Cabrita’s work focuses on religion, gender, and the politics of knowledge production in Africa and globally. Her latest book is Written Out: The Silencing of Regina Gelana Twala (Ohio University Press and Wits University Press, 2023). The book tells the story of Twala, an unjustly neglected literary and political figure in apartheid South Africa and colonial Swaziland. Cabrita shows that Twala’s posthumous obscurity has been no accident, charting how White scholars and politicians used racial and gendered prejudices to erase Twala’s work and claim her uncompensated intellectual labor for themselves.
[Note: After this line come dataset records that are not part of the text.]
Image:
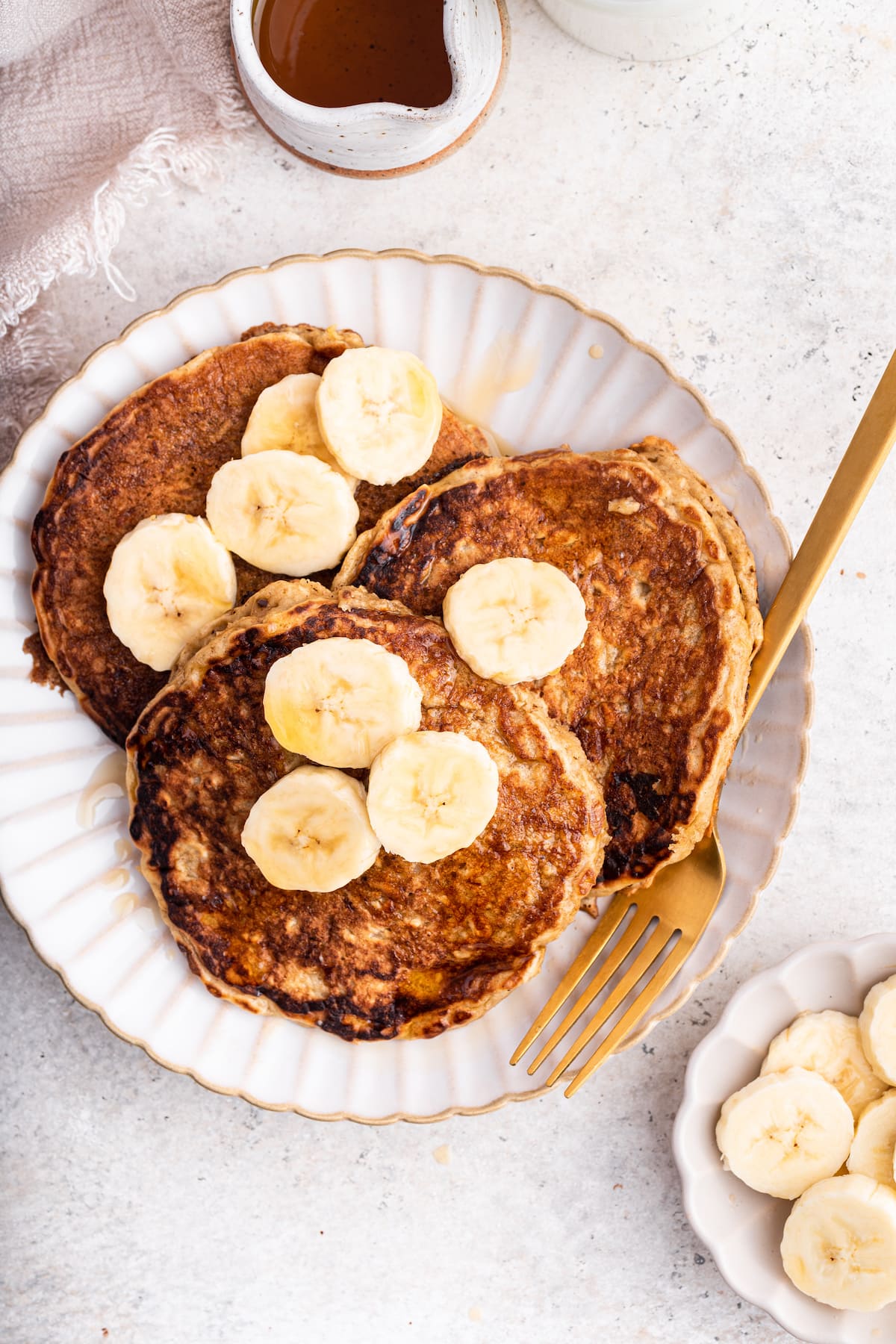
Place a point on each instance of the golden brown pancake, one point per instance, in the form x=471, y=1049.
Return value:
x=656, y=690
x=408, y=949
x=156, y=453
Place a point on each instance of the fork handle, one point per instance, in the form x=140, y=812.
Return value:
x=845, y=495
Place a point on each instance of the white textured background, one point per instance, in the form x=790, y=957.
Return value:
x=738, y=211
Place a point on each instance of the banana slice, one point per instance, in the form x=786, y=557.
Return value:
x=379, y=411
x=828, y=1043
x=285, y=417
x=783, y=1132
x=432, y=793
x=877, y=1027
x=875, y=1142
x=514, y=620
x=340, y=702
x=167, y=578
x=282, y=512
x=311, y=833
x=840, y=1243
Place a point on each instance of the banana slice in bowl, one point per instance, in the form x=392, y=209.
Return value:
x=877, y=1028
x=830, y=1045
x=874, y=1152
x=783, y=1132
x=840, y=1243
x=743, y=1229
Cabrita has also investigated the transnational networks of the Southern African region including those which connect Southern Africans to the Atlantic and the Indian Oceans. Her book (The People’s Zion: Southern Africa, the United States and a Transatlantic Faith-Healing Movement, Harvard University Press, 2018) investigates the convergence of evangelical piety, transnational networks, and the rise of industrialized societies in both Southern Africa and North America. The People's Zion was awarded the American Society of Church History's Albert C Outler Prize for 2019. She is also the co-editor of a volume examining the global dimensions of Christian practice, advocating for a shift away from Western Christianity to the lateral connections connecting southern hemisphere religious practitioners (Relocating World Christianity, Brill, 2017).
Cabrita has a long-standing interest in how Southern Africans used and transformed a range of old and new media forms. Her first book (Text and Authority in the South African Nazaretha Church, Cambridge University Press, 2014) investigates the print culture of a large South African religious organization, while her edited collection (Religion, Media and Marginality in Africa, Ohio University Press, 2018) focuses on the intersection of media, Islam, Christianity and political expression in modern Africa.
Cabrita did her PhD at the University of Cambridge and was subsequently a Junior Research Fellow at Trinity College, Cambridge. Before moving to Stanford, she held permanent posts at SOAS (University of London) and the University of Cambridge. Her research has been recognized by two major early-career research prizes, the British Arts and Humanities Early Career Research Fellowship (2015) and the Philip Leverhulme Prize (2017). In 2023, Cabrita was awarded an honorary doctorate by the University of Uppsala.
Cabrita’s work has been featured in The Guardian, The Conversation, Lit Hub, History Today, the BBC World Service, and NPR, amongst other venues.